Hayata karşı geleceği hakkında duruşunu belirlemiş bir girişimci kısa ve uzun vadeli hedeflerini koymuş ve bu konuda düşünüyor olmalı.
Talk…
Konuşmak zorundayız. Düşündüklerimizi paylaşmak istişare etmek lazım gelir. Aklı selim vizyoner ve tecrübe sahibi dostlarla fikri paylaşmalıyız. Bu yeni bir iş, yapılması gereken bir organizasyon ya da katılmamız gereken bir topluluk, STK hatta siyasi parti olabilir. Mutlaka eklenecek ve çıkartılacaklar vardır. İyi yontulmuş oduna heykel derler.
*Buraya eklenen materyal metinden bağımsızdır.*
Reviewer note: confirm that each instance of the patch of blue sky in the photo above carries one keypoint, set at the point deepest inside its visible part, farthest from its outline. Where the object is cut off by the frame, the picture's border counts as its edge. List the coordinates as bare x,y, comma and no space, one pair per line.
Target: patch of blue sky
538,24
Kısa veya uzun vadeli yapmak istediklerimiz hakkında istişare halinde bulunmak mutlaka yeni kapıları ve fikirleri açar. Girişimciye çevre ve vizyon katar.
Do…
Yapmak zorundayız. Kendimize, milletimize, ailemize, çevremize daha iyisini verebilmek için yapmak zorundayız. Girişimci katkı sağlayandır. Geliştiren, üretendir. Fikirlerimizi kurgulayıp geliştirdikten sonra “Girişmek” zorundayız. Tasarlanan, istişare edilip olgunlaştırılan fikri hayata geçirmek için bir yerinden tutmak ve başlamak gerekir. Bireysel ya da içinde bulunduğumuz topluluk adına yapmak zorundayız.